The Tallinn dataset is provided as open source, it may be found in the folder "dataset" as .csv file. There, also some relevant distributions are reported as summary. The folders "ResidentialAssignment" and "WorkplaceAssignment" contain two ready-for-use examples to assign either the residence cell (500x500 m) or the workplace one to the synthetic population. The folder "SpatialMap" includes a .gpkg file as Qgis spatial map, some representative maps are also printed as .pdf.
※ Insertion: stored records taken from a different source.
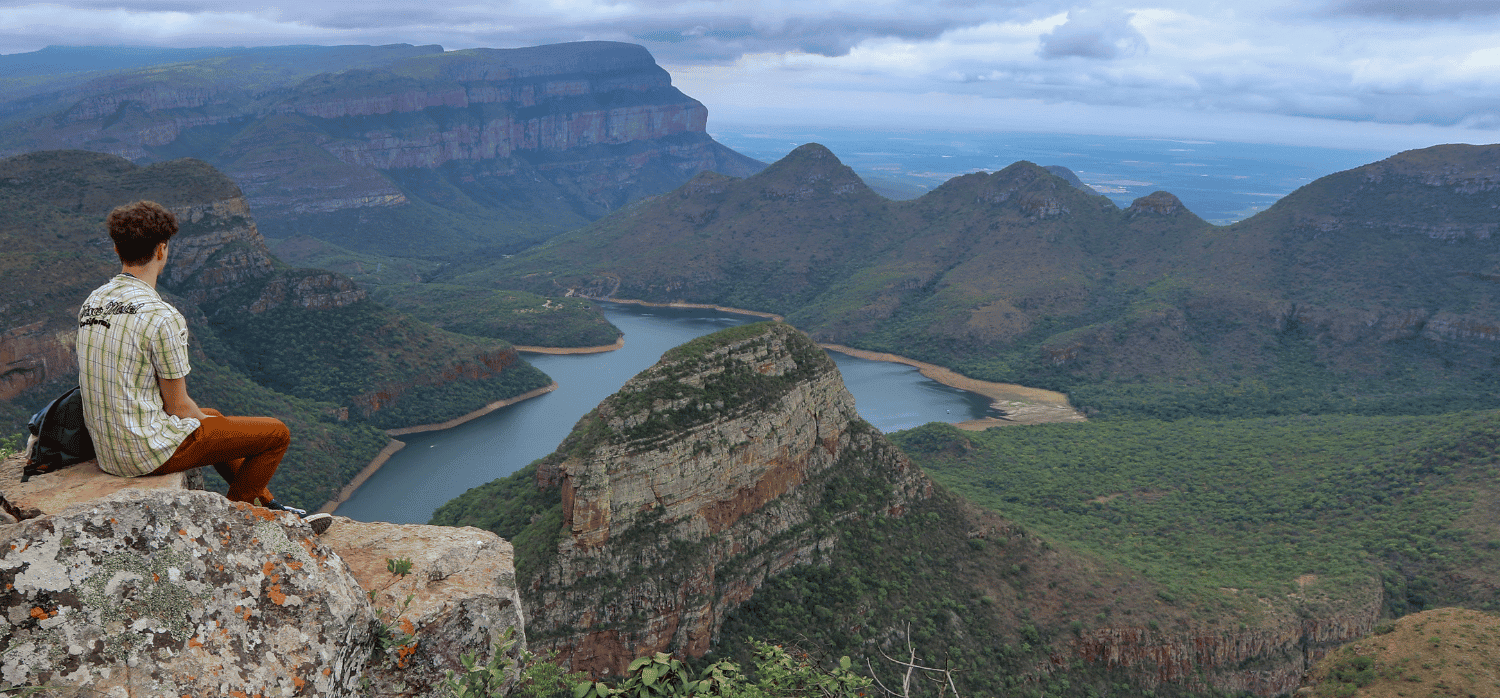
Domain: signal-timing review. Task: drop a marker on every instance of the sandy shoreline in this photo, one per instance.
(395, 445)
(348, 490)
(572, 350)
(695, 306)
(1020, 404)
(473, 415)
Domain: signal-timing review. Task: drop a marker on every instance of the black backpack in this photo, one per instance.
(62, 439)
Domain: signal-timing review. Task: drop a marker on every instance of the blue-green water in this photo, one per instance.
(438, 466)
(1221, 182)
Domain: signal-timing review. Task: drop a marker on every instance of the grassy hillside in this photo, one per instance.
(1226, 511)
(1446, 652)
(1365, 291)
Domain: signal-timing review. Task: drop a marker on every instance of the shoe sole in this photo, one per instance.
(320, 523)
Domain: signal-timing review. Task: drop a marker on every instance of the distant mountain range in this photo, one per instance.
(362, 146)
(1370, 290)
(302, 344)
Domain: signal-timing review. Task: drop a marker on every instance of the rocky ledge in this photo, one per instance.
(141, 587)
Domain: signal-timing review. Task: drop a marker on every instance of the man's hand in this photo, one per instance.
(176, 400)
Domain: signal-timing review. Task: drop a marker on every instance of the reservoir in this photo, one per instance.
(438, 466)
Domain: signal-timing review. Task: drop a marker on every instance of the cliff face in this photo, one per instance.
(1266, 661)
(597, 123)
(704, 476)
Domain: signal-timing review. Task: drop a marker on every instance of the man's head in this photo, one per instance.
(140, 228)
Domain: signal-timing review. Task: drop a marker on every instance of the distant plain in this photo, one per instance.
(1221, 182)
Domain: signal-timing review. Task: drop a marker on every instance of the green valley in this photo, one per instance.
(1364, 291)
(302, 344)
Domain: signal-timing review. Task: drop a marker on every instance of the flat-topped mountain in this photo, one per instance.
(1368, 290)
(725, 464)
(302, 344)
(365, 144)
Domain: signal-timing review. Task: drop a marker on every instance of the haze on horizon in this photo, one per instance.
(1379, 74)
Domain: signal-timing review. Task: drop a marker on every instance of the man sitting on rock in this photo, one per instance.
(132, 367)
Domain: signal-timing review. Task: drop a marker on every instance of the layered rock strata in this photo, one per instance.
(692, 485)
(593, 123)
(1265, 661)
(162, 592)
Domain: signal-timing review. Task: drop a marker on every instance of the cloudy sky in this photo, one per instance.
(1358, 72)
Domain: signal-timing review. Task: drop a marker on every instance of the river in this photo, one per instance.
(438, 466)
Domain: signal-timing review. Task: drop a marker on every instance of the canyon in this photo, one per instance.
(542, 138)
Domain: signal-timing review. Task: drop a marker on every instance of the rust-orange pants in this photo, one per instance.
(245, 451)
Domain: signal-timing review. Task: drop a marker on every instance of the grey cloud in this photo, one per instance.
(1092, 35)
(1416, 9)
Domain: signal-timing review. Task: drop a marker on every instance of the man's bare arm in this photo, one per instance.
(176, 400)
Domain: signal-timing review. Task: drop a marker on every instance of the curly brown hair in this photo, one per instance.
(138, 228)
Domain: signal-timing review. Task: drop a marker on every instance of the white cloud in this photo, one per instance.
(1203, 60)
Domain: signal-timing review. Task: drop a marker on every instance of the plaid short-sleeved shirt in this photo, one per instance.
(128, 336)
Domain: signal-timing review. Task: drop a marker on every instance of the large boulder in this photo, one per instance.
(150, 592)
(458, 598)
(54, 491)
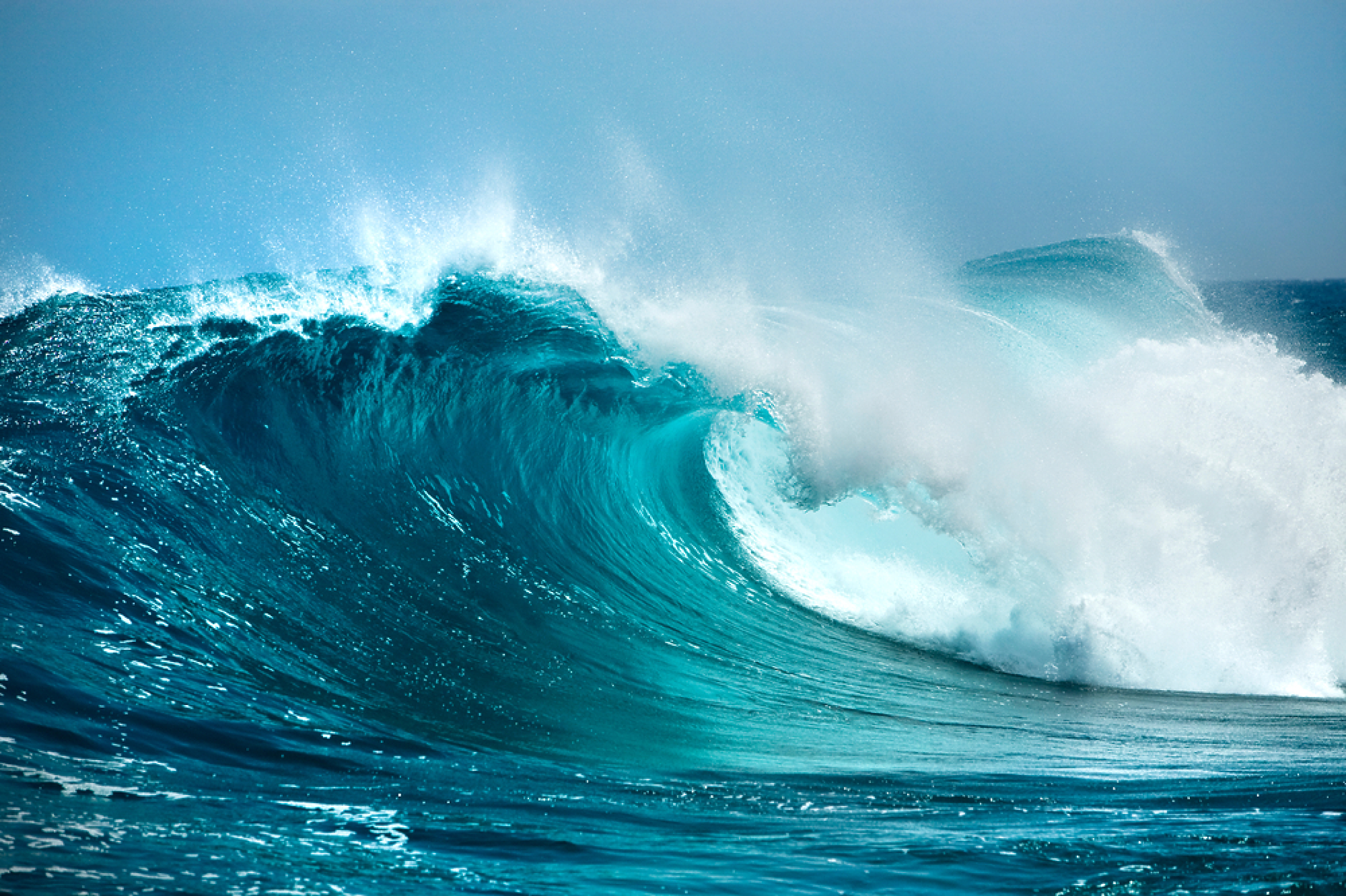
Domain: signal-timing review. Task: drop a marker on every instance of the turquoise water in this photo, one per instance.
(370, 583)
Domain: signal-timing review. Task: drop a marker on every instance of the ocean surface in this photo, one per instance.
(1029, 580)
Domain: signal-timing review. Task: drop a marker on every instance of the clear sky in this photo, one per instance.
(154, 143)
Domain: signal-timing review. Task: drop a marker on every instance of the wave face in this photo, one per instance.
(494, 585)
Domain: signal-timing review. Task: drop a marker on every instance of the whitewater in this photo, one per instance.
(509, 570)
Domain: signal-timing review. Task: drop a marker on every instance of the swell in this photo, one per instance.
(486, 525)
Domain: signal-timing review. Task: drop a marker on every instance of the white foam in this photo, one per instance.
(29, 280)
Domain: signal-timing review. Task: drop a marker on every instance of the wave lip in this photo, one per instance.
(1116, 492)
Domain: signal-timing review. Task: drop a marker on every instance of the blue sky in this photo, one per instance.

The dataset is composed by 23 variables, briefly defined in the following:

District* --> District of residence

Household_id* --> ID of the household

Household_size* --> Size of the household

Age interval* --> Age intervals: - Discretized for privacy reasons

Gender* --> 1 - Female; 2 - Male

Head_of_the_household* --> Boolean for the head of the household

ID* --> Individual_id

Subdistrict* --> Subdistrict of residence - numerical id (for the correspondance between ids and subdistricts, please check the dedicated description on github)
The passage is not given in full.